Massive Azure Outage and No Support
-
@gjacobse Account managers and billing departments and the janky support are all part and parcel of it. I'd argue it's 100% a cloud issue. Just not a technical IT issue.
-
@MattSpeller said:
@gjacobse Account managers and billing departments and the janky support are all part and parcel of it. I'd argue it's 100% a cloud issue. Just not a technical IT issue.
It's a Microsoft issue. Anyone seen something like this with Rackspace, Amazon, Digital Ocean, etc.? This is twice in a month with MS on an issue like this.
-
Now, to buy time, they are claiming that they are turning the systems on. But it has been fifteen minutes and not a single one is back on yet. We are at nine hours down now and no answers, no fixes, no nothing.
-
@scottalanmiller Totally agree it's MS that screwed up, just pointing out that this is a little talked about issue with cloud computing. Maybe it should be called "Trust in Other Companies" computing. The other companies you mention still have billing departments and account managers and they're all human and capable of (unintentionally) giving you a real bad day. How do you build reliability into the cloud from outside?
-
@MattSpeller said:
@scottalanmiller Totally agree it's MS that screwed up, just pointing out that this is a little talked about issue with cloud computing. Maybe it should be called "Trust in Other Companies" computing. The other companies you mention still have billing departments and account managers and they're all human and capable of (unintentionally) giving you a real bad day. How do you build reliability into the cloud from outside?
Well one option is crossing cloud boundaries, a lot of companies do this. They host half on Amazon and half on Rackspace, for example.
-
You can have multiple accounts with a single provider. Unfortunately Azure causes problems with this and you can't safely use that technique with Microsoft because of the whacky authentication stuff that they try to do. Their authentication is why this all happened. They get so weird about how that stuff works that even they can't figure out which account is which.
-
This thread makes me glad we only have colocated systems. We did tons of research into the colo, and we are 200% happy with our choice. They have all the niceties... onsite generators, 2x power feeds, each w/ UPS redundancy, redundant network feeds.... I feel like our little, specialized cloud hosting platform we provide is more robust than MS now.
-
@RojoLoco said:
@MattSpeller said:
Stuff like this makes me glad we have (most) of our junk internal. So much trust to put in another company!
Edit: advantages to cloud are obvious, don't get me wrong.
On-prem for the WIN!!!!
Yes and no. On premises you and your team however small are responsible. The last two Non Profits I worked for I was the sole IT person, supporting (x) staff, (x) servers and (x) locations.

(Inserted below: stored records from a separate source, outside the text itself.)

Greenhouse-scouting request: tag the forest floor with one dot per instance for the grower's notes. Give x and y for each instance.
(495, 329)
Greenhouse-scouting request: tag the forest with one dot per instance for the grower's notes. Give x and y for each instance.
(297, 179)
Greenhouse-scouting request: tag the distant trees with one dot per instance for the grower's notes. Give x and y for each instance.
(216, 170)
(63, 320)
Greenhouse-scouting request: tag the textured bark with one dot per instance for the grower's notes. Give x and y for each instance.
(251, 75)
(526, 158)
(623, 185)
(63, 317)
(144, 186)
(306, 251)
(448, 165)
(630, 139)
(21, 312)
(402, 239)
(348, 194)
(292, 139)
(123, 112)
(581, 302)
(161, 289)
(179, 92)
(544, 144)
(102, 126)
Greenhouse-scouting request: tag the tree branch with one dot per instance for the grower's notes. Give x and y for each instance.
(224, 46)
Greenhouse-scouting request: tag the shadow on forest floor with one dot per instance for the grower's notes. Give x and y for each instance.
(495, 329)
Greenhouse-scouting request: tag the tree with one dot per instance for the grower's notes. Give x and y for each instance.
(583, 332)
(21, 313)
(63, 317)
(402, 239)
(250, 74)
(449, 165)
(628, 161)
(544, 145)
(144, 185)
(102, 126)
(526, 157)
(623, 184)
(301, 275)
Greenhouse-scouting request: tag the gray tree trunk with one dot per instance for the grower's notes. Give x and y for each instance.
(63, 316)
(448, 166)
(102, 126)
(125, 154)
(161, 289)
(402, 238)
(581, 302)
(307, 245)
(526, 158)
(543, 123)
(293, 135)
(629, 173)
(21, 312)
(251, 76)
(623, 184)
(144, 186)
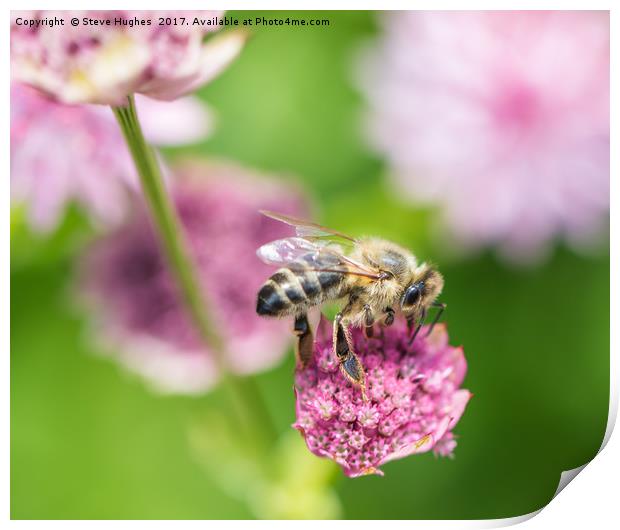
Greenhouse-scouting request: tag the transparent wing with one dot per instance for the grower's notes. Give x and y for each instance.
(320, 257)
(307, 229)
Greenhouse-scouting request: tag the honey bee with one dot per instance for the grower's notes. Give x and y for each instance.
(377, 278)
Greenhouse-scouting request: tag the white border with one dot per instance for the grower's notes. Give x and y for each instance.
(590, 500)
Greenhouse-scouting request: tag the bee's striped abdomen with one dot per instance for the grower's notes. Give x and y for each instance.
(293, 289)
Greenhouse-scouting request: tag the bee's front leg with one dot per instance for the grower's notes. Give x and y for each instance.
(305, 341)
(350, 365)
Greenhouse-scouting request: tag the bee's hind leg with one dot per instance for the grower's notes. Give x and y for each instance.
(305, 340)
(350, 366)
(369, 321)
(441, 307)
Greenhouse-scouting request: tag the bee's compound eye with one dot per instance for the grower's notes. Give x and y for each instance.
(412, 294)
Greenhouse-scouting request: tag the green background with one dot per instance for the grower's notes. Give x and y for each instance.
(91, 441)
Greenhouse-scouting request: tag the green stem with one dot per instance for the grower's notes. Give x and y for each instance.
(250, 412)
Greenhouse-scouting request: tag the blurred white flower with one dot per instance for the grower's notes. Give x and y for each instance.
(62, 153)
(501, 119)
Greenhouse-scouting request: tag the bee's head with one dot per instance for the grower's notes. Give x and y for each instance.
(425, 287)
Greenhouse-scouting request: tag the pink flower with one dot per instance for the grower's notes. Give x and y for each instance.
(104, 63)
(499, 118)
(140, 319)
(415, 400)
(62, 153)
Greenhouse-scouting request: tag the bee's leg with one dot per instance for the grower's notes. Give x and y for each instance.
(418, 327)
(441, 308)
(369, 321)
(350, 365)
(305, 341)
(410, 325)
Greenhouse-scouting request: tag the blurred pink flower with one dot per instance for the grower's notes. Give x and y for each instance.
(139, 318)
(499, 118)
(61, 153)
(99, 63)
(414, 400)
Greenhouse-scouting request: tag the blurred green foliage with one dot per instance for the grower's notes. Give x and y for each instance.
(90, 441)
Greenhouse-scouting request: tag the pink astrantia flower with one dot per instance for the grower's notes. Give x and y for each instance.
(103, 63)
(141, 319)
(62, 153)
(499, 118)
(414, 399)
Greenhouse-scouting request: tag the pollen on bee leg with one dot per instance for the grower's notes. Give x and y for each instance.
(353, 371)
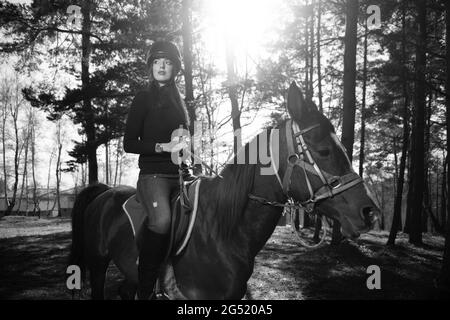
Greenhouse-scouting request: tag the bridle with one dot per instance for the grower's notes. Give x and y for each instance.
(299, 155)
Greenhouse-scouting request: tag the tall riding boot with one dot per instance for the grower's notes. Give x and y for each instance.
(152, 253)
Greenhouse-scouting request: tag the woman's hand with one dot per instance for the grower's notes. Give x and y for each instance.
(174, 145)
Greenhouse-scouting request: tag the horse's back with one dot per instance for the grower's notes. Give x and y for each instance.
(106, 222)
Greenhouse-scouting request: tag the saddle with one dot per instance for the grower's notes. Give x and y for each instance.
(184, 211)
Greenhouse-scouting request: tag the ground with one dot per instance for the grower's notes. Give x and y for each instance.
(34, 254)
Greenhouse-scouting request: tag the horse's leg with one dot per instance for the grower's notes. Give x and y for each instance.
(127, 290)
(97, 270)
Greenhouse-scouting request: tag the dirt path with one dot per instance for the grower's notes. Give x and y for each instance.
(34, 253)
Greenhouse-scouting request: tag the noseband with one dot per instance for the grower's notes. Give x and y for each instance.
(299, 155)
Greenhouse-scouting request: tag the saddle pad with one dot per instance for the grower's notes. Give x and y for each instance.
(136, 215)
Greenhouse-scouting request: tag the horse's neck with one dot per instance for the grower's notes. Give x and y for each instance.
(261, 220)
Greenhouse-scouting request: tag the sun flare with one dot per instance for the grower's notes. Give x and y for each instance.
(246, 25)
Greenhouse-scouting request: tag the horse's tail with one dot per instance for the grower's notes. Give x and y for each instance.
(83, 199)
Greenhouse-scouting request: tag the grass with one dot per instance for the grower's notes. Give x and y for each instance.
(34, 254)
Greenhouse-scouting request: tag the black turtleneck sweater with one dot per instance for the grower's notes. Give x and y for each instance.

I walked in on Wednesday to a server crash - I walked out of the office at 1pm on Friday.
Ideally, in a hosted arrangement, you would have more than just 2 or 3 people to work on the issue, therefore allowing the task of rebuilding / replacing a system to be balanced - sleep is a good thing to have. You start to make mistakes after so many hours of being awake and dealing with a single issue.
-
@gjacobse said:
I walked in on Wednesday to a server crash - I walked out of the office at 1pm on Friday.
The cost of being a one person show is high, no doubt. I still love it.
-
@MattSpeller said:
@gjacobse said:
I walked in on Wednesday to a server crash - I walked out of the office at 1pm on Friday.
The cost of being a one person show is high, no doubt. I still love it.
I really love my team. That's not to say I didn't enjoy being the soul person. But sometimes you need to have a second pair of eyes to catch that obscure error you missed looking over the logs for teh 24th time.
-
It has been forty minutes since they told us that they were going to turn on the systems after everything was "resolved" and not a single system is on yet. We've got all kinds of people sitting around working on this wasting our time and they can't be bothered to do anything. This is insane. At this point they are just flat out lying to us and think we are idiots who can't tell or will forget or something.
-
@gjacobse said:
@RojoLoco said:
@MattSpeller said:
Stuff like this makes me glad we have (most) of our junk internal. So much trust to put in another company!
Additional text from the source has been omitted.